WATCH: Donald Rumsfeld caught lying about conflating Saddam Hussein and 9/11 attacks

In the video below, former Defense Secretary Donald Rumsfeld was interviewed by documentary filmmaker Errol Morris, who confronted the Iraq War architect with his statements regarding former Iraqi Pres. Saddam Hussein and his putative connection to the 9/11 terror attacks.


The Daily Beast reported that Morris' documentary, "The Unknown Known," tells the story of the bill of goods that Rumsfeld and his cohorts in the Bush administration sold to the U.S. public in order to gin up support for the invasion of Iraq.

In the interview below, Morris asked Rumsfeld whether the Bush administration had worked particularly hard to forge an erroneous connection between Hussein and the 9/11 attacks.

“Oh, I don’t think so,” Rumsfeld said. “It was very clear that the direct planning for 9/11 was done by Osama bin Laden’s people, al Qaeda, and in Afghanistan. I don’t think the American people were confused about that.”

"In 2003, in a Washington Post poll," said Morris, "Sixty-nine percent say that they believe that it is likely that the Iraqi leader was personally involved in the attacks carried out by Al-Qaeda."

Rumsfeld contended that to his memory, no administration official "said anything like that. Nor do I recall anyone believing that."

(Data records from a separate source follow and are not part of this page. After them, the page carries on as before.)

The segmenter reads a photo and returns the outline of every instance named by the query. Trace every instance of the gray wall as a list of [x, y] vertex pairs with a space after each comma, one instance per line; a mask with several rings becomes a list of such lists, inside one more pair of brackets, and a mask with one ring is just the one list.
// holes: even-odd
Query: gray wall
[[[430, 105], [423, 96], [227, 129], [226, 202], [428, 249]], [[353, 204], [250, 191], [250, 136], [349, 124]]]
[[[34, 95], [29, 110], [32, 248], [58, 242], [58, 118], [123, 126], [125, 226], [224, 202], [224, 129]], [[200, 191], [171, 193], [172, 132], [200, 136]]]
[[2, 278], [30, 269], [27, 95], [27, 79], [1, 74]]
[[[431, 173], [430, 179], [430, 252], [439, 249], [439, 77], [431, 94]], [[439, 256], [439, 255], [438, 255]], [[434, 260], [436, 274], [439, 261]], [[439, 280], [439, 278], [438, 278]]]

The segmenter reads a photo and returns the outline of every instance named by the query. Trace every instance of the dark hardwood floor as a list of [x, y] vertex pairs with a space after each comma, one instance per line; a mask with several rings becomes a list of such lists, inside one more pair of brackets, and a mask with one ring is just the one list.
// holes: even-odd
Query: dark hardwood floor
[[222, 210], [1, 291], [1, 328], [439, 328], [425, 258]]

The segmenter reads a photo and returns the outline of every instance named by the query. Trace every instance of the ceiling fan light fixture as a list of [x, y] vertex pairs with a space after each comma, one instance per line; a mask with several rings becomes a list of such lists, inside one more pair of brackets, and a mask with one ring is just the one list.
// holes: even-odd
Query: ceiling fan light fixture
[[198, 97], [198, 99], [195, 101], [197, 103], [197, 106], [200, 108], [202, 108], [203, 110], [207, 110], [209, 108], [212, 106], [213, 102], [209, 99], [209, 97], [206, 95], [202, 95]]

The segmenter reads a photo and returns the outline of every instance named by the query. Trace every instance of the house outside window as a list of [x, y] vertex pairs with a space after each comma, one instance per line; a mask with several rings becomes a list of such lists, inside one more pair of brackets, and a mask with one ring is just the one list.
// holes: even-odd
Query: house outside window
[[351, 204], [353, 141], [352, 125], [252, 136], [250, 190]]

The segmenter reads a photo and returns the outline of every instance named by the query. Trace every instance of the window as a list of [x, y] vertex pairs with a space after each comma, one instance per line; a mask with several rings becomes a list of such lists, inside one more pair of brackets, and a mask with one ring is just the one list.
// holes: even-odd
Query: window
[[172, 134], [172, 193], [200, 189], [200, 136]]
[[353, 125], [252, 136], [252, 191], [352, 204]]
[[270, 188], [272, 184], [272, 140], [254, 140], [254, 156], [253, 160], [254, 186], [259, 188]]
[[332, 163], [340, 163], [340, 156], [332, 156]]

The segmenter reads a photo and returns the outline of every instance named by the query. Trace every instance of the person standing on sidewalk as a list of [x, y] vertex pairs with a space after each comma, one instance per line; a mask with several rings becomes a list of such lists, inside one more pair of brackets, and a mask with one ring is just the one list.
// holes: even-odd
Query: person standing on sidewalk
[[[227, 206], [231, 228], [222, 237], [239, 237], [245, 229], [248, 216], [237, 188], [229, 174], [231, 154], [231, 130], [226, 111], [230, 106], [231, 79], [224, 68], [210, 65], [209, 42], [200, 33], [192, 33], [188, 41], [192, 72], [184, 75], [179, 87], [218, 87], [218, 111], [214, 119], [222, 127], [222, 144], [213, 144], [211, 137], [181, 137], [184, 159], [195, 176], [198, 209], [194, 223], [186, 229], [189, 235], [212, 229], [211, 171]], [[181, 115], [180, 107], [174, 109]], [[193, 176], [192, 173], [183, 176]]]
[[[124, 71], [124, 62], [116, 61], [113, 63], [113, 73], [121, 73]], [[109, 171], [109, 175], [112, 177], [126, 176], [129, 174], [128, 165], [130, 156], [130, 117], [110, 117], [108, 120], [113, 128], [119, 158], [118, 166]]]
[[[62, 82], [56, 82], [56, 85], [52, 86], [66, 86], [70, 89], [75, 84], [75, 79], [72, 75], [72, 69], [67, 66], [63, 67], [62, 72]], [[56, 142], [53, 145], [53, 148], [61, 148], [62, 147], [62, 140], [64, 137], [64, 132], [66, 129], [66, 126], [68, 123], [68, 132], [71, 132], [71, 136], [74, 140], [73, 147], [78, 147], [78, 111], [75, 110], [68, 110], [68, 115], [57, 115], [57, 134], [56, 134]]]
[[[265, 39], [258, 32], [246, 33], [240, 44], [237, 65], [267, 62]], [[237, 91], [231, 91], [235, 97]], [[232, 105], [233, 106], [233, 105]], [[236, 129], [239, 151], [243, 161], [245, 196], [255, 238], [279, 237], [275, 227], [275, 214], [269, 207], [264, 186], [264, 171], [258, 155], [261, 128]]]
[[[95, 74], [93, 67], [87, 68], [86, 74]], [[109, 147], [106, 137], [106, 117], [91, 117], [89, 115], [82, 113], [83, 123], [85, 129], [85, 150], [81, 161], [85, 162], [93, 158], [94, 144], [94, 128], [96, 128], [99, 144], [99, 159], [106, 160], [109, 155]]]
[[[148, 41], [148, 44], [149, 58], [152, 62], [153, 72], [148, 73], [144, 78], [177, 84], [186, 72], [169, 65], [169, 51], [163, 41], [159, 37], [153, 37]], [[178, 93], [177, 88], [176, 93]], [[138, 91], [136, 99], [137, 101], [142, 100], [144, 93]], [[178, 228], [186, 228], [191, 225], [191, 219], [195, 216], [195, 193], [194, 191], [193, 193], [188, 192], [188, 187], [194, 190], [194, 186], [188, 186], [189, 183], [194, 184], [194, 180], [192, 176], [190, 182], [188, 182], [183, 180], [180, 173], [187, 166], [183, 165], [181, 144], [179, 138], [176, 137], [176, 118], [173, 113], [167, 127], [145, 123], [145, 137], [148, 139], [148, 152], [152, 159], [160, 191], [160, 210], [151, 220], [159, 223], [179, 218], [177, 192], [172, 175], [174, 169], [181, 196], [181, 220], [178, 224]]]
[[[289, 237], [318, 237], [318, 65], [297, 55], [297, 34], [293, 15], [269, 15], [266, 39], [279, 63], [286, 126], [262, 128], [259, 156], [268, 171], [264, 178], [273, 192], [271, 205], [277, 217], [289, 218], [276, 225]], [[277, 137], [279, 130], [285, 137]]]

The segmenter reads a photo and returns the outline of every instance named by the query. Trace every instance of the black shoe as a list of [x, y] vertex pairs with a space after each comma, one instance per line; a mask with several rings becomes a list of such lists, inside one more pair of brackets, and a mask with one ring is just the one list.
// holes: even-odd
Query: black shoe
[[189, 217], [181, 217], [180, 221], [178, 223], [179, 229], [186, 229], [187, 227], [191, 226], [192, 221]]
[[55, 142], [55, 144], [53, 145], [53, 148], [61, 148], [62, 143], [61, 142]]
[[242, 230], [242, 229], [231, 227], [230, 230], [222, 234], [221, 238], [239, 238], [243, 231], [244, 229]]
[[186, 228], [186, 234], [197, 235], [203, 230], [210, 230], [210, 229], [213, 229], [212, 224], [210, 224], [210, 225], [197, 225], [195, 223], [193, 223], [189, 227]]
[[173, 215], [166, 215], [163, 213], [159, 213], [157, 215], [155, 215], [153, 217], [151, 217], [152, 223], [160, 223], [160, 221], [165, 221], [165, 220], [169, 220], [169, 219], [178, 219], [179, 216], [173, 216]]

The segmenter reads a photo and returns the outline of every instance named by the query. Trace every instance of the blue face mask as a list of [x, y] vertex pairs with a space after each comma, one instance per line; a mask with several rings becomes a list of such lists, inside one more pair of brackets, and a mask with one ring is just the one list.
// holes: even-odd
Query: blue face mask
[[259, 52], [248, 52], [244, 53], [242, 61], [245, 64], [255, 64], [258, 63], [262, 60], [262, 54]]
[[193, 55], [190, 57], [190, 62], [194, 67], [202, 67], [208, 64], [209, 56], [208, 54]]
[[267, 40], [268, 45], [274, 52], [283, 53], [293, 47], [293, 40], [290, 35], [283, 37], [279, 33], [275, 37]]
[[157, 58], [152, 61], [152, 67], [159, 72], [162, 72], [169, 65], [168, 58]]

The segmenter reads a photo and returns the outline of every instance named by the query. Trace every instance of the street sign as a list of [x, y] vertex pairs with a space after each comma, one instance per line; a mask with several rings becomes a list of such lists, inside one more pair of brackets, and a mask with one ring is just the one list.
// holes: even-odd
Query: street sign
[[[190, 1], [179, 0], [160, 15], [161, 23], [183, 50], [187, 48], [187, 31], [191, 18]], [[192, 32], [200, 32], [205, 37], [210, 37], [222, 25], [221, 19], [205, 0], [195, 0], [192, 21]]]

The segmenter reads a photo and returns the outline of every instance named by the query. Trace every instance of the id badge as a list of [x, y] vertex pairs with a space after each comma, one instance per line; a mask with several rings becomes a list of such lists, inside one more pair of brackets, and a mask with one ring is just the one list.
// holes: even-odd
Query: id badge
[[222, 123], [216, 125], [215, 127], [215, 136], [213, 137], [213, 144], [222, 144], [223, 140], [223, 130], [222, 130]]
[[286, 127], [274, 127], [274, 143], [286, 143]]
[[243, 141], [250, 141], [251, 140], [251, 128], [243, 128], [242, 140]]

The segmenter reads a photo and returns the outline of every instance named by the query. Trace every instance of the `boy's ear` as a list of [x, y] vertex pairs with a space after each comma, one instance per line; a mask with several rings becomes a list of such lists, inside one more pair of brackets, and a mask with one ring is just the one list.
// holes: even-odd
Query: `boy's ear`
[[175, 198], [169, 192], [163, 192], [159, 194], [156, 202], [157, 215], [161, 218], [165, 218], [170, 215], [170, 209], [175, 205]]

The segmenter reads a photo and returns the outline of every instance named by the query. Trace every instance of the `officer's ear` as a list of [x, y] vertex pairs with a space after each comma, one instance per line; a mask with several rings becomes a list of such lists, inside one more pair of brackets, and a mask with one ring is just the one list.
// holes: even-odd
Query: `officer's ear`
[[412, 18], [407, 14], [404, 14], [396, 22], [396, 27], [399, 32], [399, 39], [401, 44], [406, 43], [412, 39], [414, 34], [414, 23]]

Morris rolled a video clip from Feb. 4, 2003, in which then-Defense Secretary Donald Rumsfeld was asked by a reporter to respond to Hussein's contention that he had no weapons of mass destruction nor any relationship with Al-Qaeda.

"And Abraham Lincoln was short," quipped Rumsfeld in 2003. "How does one respond to that? It's just a continuous pattern. It's a case of the local liar coming up again and people repeating what he said and people forgetting to say that he never, almost never, rarely tells the truth."